Flunarizine Resistance Maps to Both E1 and E2 and Increases Susceptibility to Cross‐Neutralizing Antibodies

To corroborate that E1 and E2 are targeted by flunarizine, we passaged HCV in the presence of flunarizine. After 10 weeks we observed drug resistance, as infection of Huh7‐Lunet/hCD81/G‐Luc cells by virus populations cultured in the presence of the drug was poorly inhibited by flunarizine compared to viruses cultured in the presence of DMSO (Fig. 3A). Sequencing revealed conserved amino acid mutations at positions M267V in E1 (A1140G in H77 genome), Q289H in E1 (A1208C in H77 genome), M405T in E2 (T1554C in H77 genome), and I757T in p7 (T2603C in H77 genome), which we engineered into the parental Jc1‐luciferase virus either alone or in combination. Insertion of the p7 mutation did not change susceptibility to flunarizine (Fig. 3B). In contrast, the E2 mutation and both mutations in E1 increased virus resistance. A combination of all three envelope protein mutations conferred maximal resistance (∼50‐fold change in IC50).

Figure 3:
Two mutations of conserved residues in E1 and one mutation in E2 confer resistance to flunarizine. (A) Jc1 was passaged in Huh7‐Lunet/hCD81/G‐Luc cells in the presence of given doses of flunarizine or DMSO. The resulting virus populations were used to inoculate naive Huh7‐Lunet/hCD81/G‐Luc cells for 4 hours in the presence of 5.25 µM or 10.5 µM of flunarizine or DMSO. The infection was assessed 48 hours later by immune staining of the NS5A protein (green). DNA in the nucleus was counterstained with 4′,6‐diamidino‐2‐phenylindole (blue). (B) Jc1 luciferase reporter virus (WT) or derivatives thereof carrying the indicated point mutations were used to infect Huh7‐Lunet/hCD81/G‐Luc cells in the presence of 0 µM, 0.65 µM, 1.3 µM, 2.6 µM, 5.25 µM, or 10.5 µM of flunarizine for 4 hours. Renilla luciferase activity was measured 48 hours later. (C) Prevalence of indicated amino acids at positions 267 or 289 in HCV E1 across all GT1‐GT7 strains deposited in the HCV database. The total number of analyzed sequences for each genotype is stated in parentheses. (D) Parental or flunarizine‐resistant Jc1 was incubated for 1 hour at 37°C with serial dilutions of given monoclonal antibodies targeting E2 (AP33, CBH23, or HC11) or a discontinuous epitope of the E1 and E2 complex (AR4A) before inoculation of Huh7‐Lunet/hCD81/G‐Luc cells for 4 hours at 37oC. After 48 hours, cells were lysed and Renilla reporter activity was measured. Abbreviation: WT, wild type.

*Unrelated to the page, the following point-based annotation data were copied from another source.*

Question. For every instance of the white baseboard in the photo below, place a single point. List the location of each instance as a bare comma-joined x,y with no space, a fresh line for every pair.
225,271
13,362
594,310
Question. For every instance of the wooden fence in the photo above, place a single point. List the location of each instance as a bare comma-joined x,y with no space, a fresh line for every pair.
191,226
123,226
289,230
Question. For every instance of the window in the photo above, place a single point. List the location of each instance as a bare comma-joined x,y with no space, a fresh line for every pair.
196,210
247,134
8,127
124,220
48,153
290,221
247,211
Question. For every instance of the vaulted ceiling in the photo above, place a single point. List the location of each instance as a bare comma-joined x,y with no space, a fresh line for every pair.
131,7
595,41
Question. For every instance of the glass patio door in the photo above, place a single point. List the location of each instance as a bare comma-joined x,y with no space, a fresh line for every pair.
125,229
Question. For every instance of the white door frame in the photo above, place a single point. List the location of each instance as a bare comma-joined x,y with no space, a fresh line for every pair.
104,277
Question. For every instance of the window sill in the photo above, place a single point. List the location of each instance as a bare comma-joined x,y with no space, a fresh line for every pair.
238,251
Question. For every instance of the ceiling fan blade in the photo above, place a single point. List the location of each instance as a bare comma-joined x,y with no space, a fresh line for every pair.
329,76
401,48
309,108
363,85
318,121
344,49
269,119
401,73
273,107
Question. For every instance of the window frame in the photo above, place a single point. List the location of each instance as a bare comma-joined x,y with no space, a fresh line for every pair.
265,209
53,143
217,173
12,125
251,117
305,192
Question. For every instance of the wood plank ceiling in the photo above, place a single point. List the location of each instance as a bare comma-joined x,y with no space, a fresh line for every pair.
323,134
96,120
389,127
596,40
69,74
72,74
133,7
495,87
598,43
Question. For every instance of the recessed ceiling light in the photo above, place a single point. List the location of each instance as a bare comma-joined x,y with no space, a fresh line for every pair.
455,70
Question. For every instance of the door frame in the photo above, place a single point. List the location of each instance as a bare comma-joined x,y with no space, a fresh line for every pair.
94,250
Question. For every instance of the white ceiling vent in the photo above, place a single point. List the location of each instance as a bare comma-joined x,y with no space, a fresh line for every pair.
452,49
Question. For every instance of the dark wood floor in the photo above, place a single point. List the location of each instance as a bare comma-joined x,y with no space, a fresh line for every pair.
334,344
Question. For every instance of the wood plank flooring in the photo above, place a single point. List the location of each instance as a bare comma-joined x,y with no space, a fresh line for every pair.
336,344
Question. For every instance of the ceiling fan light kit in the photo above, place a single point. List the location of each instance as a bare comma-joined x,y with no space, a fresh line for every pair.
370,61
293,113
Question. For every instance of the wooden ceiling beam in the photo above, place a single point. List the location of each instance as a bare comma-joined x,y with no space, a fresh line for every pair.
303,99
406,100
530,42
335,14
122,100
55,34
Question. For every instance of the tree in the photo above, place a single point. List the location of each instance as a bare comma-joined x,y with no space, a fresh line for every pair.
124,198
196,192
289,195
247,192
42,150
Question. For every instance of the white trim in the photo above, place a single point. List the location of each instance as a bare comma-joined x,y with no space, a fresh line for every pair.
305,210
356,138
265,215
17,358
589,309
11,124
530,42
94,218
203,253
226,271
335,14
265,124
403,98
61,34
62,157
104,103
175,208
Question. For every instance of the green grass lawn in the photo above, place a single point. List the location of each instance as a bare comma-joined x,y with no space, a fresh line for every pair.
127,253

Interestingly, E1 residue Q289 is fully conserved among all HCV sequences deposited in the gene bank database (Fig. 3C). Additionally, 88.5% of all GT2 isolates carry M267, which correlates with susceptibility to flunarizine in our GT2a virus Jc1, whereas all non‐GT2 sequences encode glycine at this position (Supporting Table S3). Finally, the E2 mutation resides in the hypervariable region, an important yet strain‐specific viral neutralizing epitope. The full conservation of 289 in E1 and the high level of conservation of 267 in E1 may indicate important functional constraints that could limit viral escape in vivo. To explore this, we evaluated neutralization of the flunarizine‐resistant virus by potent monoclonal antibodies. Neutralization by the E2‐targeting HC‐11 and AR4A antibodies was significantly enhanced by the flunarizine resistance mutations (Fig. 3D). Collectively, a combination of three mutations—in part affecting highly conserved residues—is necessary to confer a 50‐fold resistance to flunarizine. These mutations render HCV more susceptible to neutralizing antibodies, suggesting a high barrier to viral resistance.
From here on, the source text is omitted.